Influencer par la soumission librement consentie

Nous avons abordé la semaine dernière l’influence avec ou sans manipulation. parlons maintenant de la soumission librement consentie :  à  force de donner envie et de créer une désirabilité sociale les participants finissent par adopter une pratique, souhaitent aller plus loin et finissent par engager un processus d’apprentissage plus formalisé.

Le ressort le plus puissant de la méthode de la« soumission librement consentie »   est que l’individu conserve sa liberté de choisir (je vous recommande le livre de Robert Vincent Joule « Petit traité de manipulation à l’usage des honnêtes gens » où ils développent les méthodes du pied dans la porte, d’escalade d’engagement, de toucher, de la porte au nez, de l’amorçage ou du pied dans la bouche !

Par exemple, au cours d’une expérience, un chercheur vous demande de faire un petit travail qui consiste à recopier pendant 20 minutes un extrait de l’annuaire téléphonique. Incroyable mais vrai, de multiples expériences ont montré que femmes, hommes ou enfants en arrivent à faire librement, comme dans notre exemple, un travail fastidieux dont ils auraient préféré se dispenser.  Ce n’est donc pas parce que les gens sont « libres » qu’ils se comportent librement. C’est encore plus vrai lorsque la personne qui vous invite à faire librement ce qu’elle attend de vous est votre patron, votre chef ou votre maître !

Doit-on en conclure que cette liberté-là ne sert à rien ? Évidemment, non. Elle sert deux fonctions indispensables au formatage idéologique et à la réalisation des comportements socialement nécessaires.

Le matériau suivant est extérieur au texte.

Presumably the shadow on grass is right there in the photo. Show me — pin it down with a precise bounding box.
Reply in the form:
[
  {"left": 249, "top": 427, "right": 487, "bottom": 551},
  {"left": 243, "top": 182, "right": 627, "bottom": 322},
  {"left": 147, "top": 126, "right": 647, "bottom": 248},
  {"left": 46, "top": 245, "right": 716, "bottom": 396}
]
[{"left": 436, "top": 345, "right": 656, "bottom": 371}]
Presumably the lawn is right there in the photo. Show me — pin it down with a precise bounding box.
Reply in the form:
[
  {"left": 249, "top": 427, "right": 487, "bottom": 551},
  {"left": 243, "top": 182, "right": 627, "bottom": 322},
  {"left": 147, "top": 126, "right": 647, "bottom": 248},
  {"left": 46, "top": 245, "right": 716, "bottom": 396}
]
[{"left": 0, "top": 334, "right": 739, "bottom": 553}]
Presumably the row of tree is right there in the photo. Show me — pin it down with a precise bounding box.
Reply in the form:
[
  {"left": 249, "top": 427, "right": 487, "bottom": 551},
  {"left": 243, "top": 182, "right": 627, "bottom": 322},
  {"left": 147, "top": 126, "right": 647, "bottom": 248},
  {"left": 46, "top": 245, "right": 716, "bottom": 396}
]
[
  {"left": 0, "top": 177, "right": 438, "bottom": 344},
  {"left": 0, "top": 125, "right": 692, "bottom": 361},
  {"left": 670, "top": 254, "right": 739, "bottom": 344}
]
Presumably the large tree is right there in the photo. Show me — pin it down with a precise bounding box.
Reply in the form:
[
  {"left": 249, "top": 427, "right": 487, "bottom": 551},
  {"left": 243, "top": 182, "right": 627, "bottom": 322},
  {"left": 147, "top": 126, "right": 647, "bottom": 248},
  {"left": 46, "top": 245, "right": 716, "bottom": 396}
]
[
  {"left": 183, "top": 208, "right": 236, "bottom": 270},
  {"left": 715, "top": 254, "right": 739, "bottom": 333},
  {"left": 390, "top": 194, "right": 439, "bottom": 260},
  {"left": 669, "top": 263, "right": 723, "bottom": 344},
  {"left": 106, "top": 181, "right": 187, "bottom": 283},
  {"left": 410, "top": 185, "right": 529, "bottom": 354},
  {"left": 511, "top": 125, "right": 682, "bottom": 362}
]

Ne vous en déplaise, non seulement vous accomplirez cette tâche, mais après l’avoir réalisée, vous la trouverez plaisante et intéressante, comme le pensent les gens placés dans la même situation que vous (condition expérimentale de liberté).

Cet exemple illustre la première fonction du sentiment de liberté. Ce sentiment de liberté nous conduit, en revanche, à rationaliser ces actes qui, bien qu’ayant été réalisés dans un contexte de liberté, n’en sont pas moins des actes de soumission. Cela conduit à trouver bels et bons des comportements aussi divers qu’apprendre à surfer sur Internet, dire bonjour à la dame, arriver avant les autres chez un client potentiel, etc., et à considérer comme critiquables d’autres comportements tels que couper les moustaches du chat, dire ses quatre vérités à son directeur, tricher lors d’un examen, etc.

Dans les recherches comme celles que nous venons d’évoquer, le chercheur en appelle explicitement à la liberté des sujets pour obtenir les effets qu’il attend : soit la modification des idées par le processus de rationalisation (par exemple, trouver intéressant de recopier un annuaire), soit la modification des comportements par le processus d’engagement (par exemple, s’arrêter de fumer). D’ailleurs, nombre de pédagogues ou de managers bien formés, ou naturellement « libéraux », ne manquent pas d’en appeler eux aussi à la liberté de ceux qui sont leurs obligés pour obtenir les mêmes effets.

Selon les auteurs, si ces techniques peuvent être utilisés à mauvais escient, elles peuvent aussi aider à servir des causes nobles et importantes : .aider des chômeurs à trouver un emploi, des citoyens à faire de réelles économies d’énergie, des salariés à mieux se protéger contre les accidents, …. Ceci en toute liberté.